Cerpen - Saudara Kami


Pun ketika selesai shalat jum'at, suara anak-anak kecil yang berhambur keluar berlarian tak mampu mengalahkan kekhusyukan dan gema-gema dzikir di masjid kami.

Kami adalah penganut agama yang taat. Tak pernah sekalipun kami mencaci orang tua sendiri, ulama' dan nabi. Apalagi berusaha merakit bom atau meberontak negara. Tiada secuil keberanian yang singgah di ruas otot kami. Kegiatan kami adalah tak pernah berhenti merapal do'a, menyebut nama Tuhan tiada henti. Meski apabila bibir berhenti berkecap karena sebuah percakapan kepada sesama. Tapi percayalah, hati kami bergema keras bersenandung nama nabi dan Tuhan kami. Tuhan kalian bukan Tuhan kami, kata seseorang yang tak suka.

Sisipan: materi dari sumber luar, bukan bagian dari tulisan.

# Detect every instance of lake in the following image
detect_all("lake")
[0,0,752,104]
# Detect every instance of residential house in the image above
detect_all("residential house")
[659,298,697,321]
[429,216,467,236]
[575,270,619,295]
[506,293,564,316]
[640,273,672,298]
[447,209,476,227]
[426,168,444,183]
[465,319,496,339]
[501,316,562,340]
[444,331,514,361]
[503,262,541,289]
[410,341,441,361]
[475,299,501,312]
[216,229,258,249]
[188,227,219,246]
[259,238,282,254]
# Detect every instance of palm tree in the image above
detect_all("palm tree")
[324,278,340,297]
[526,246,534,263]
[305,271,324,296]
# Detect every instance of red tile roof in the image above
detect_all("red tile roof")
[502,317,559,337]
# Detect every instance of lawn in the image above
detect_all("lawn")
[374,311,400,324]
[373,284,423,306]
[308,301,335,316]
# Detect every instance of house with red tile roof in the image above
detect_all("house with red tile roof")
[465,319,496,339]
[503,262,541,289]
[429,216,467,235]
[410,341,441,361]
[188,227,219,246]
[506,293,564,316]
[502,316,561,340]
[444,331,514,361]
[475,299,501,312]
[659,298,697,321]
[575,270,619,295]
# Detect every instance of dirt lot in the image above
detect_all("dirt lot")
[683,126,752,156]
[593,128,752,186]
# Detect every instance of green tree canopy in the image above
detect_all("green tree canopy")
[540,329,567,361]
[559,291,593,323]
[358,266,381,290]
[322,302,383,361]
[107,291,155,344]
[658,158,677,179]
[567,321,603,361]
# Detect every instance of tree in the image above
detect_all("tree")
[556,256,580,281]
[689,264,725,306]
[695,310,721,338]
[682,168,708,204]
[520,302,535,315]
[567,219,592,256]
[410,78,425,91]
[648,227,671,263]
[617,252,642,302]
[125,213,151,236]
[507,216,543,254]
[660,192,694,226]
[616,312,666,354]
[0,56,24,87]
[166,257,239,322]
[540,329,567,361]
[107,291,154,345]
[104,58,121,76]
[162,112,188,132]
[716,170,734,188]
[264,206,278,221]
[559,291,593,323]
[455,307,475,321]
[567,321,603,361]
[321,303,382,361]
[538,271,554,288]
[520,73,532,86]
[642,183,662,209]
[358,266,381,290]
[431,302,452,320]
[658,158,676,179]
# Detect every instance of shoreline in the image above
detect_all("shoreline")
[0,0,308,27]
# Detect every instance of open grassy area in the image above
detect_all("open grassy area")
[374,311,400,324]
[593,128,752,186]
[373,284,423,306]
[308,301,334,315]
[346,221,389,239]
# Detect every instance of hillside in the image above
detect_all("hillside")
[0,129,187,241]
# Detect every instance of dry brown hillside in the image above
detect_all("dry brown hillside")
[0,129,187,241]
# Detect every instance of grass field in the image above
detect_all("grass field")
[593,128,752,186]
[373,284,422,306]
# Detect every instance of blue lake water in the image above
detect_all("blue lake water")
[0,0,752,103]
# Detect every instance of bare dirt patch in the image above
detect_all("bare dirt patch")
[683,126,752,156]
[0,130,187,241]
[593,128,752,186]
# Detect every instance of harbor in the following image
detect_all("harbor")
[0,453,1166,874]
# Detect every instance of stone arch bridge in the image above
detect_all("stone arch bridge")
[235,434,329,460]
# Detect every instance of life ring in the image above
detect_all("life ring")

Bahkan, kami tak pernah terlihat marah dengan mencaci. Kami melampiaskan marah dengan menunduk dan merapalkan ampunan kepada Tuhan. Tiada henti sama sekali. Ketika kami diserang, didzolimi, dituduh tanpa diberi kesempatan untuk menjelaskan sekalipun. Kami hanya diam. Merapal do'a meminta perlindungan kepada Tuhan. Dalam hati. Karena do'a kami dianggap mengancam, karena mereka yang jahat kepada kami, juga merapal do'a. Do'a yang sama.

***
Aku adalah seorang remaja cukup dewasa. Umurku sudah cukuplah untuk menikah dan membangun keluarga sendiri. Tapi sepertinya Tuhan masih menunda jodohku, untuk menemani kedua orang tuaku dulu. Membantu menanam bawang merah, memberi pupuk, memanen kemudian menjual ke pasar. Kedua orangtuaku adalah penganut ibadah yang taat, sekalipun sudah menua dan mulai perlahan jalannya.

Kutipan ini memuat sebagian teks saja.